But even after he figured out how to do that, he still had to handle all of those who professed to know things about him when they had no clue what was really happening.

"I don't really care about somebody telling me how I think," he said. "A lot of people that's talking about me or has an opinion don't really know who I am. Never talked to me before. Don't know how I think. So, it's funny to me to just hear a quote from somebody else saying: 'He feels like this or he feels like that. And he should do this, or he should do that. Or he even said this or said that.'"

For the record, how Anthony feels now is happy and invigorated about his fresh start in Houston. Entering his 16th NBA season, he's is looking forward to helping the Rockets contend for a title after they fell to the Warriors in the Western Conference finals last season.

He hopes all the extra things he dealt with in Oklahoma City are behind him and that he can get back to basics and find joy in basketball again.

"Just enjoy the game and play basketball ... I've been doing it for a long time," he said. "I still know how to do it. I've just got to make it fun. The game just has to be fun."

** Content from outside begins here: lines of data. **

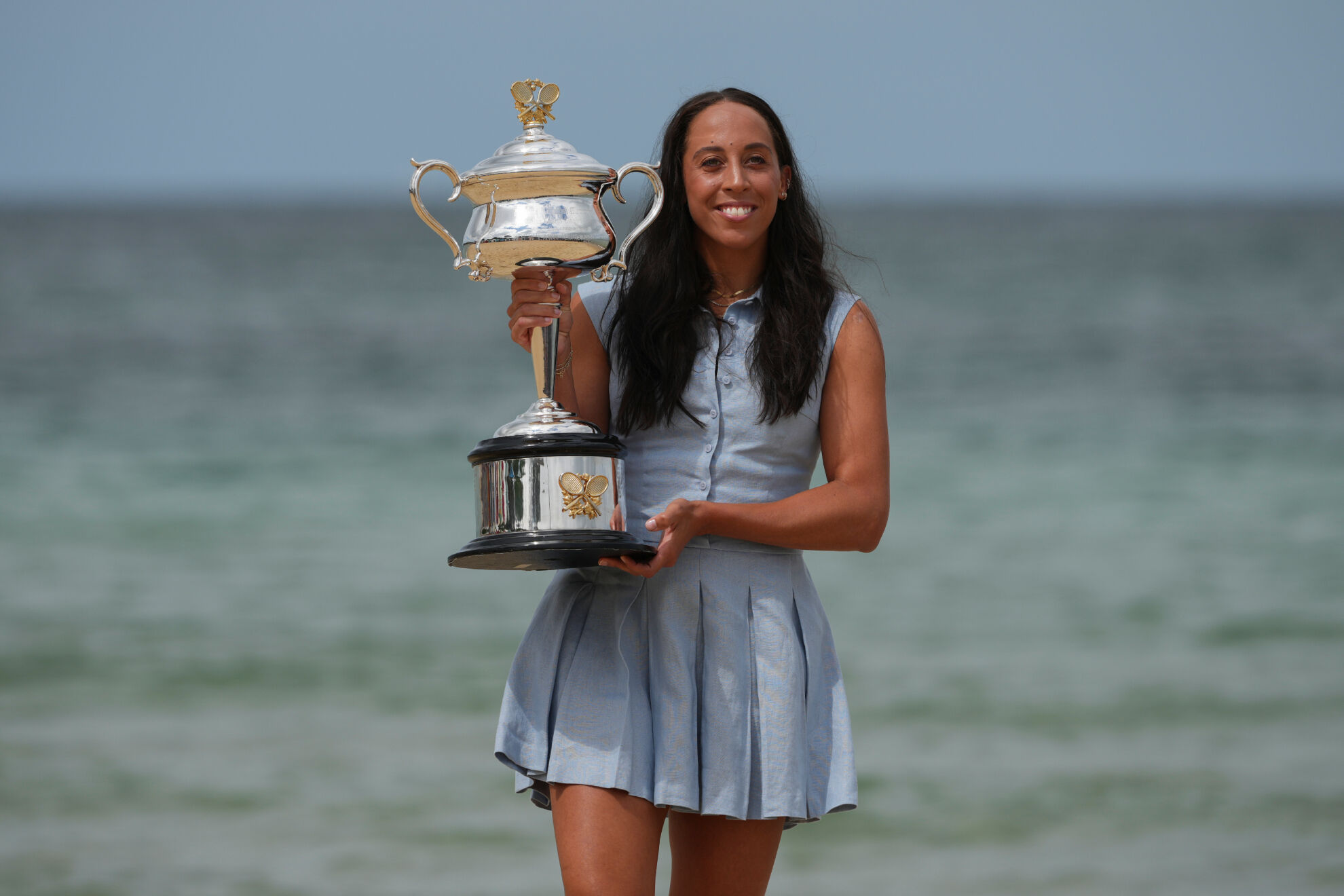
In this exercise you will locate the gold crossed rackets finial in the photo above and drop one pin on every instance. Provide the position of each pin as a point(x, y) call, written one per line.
point(584, 493)
point(533, 100)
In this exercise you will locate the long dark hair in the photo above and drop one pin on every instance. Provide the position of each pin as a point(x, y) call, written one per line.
point(660, 320)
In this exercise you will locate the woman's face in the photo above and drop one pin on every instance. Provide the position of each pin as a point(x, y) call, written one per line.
point(733, 178)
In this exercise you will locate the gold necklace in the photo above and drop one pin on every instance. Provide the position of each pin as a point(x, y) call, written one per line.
point(732, 297)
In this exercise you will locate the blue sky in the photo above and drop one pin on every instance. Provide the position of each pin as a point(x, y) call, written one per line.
point(942, 98)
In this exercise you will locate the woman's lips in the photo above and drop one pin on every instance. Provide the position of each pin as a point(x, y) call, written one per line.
point(736, 212)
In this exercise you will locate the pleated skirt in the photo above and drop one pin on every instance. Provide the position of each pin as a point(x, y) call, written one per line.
point(711, 688)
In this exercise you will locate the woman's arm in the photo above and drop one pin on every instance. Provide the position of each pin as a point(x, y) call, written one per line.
point(582, 390)
point(850, 511)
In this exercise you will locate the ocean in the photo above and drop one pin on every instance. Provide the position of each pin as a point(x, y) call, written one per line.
point(1100, 650)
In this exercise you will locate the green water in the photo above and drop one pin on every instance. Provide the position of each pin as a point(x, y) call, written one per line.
point(1100, 650)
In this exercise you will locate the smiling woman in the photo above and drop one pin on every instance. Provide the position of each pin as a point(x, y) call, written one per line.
point(702, 688)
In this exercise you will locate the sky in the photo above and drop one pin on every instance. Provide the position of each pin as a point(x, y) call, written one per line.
point(138, 101)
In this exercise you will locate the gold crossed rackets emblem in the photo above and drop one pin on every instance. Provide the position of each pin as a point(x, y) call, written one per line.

Early on, he's found that with the Rockets, where he's been welcomed from Day 1. The transition has been eased by how eager stars like James Harden and Chris Paul have been to integrate him into what they're doing.

"They already envision me being on this team and what I can do and my role on this team," Anthony said. "So, it was easier for them to just bring me along and say, 'This is where you should be, this is what you have to do,' and that made my transition a lot easier."

D'Antoni said Anthony is in great shape and the coach is eager to see how he'll mesh with his team when the Rockets open their exhibition schedule on Tuesday against Memphis.

"He's a great basketball player, so we just try to make it optimal for him and us," D'Antoni said. "It's always a little bit of a challenge, but if you had asked me the same question (last year) about James and Chris I would have said the same thing: 'Well, it looks good. I'm excited.' So same thing with him."

"We'll just have to wait and see with more proof down the road," D'Antoni continued. "But yeah, it looks good."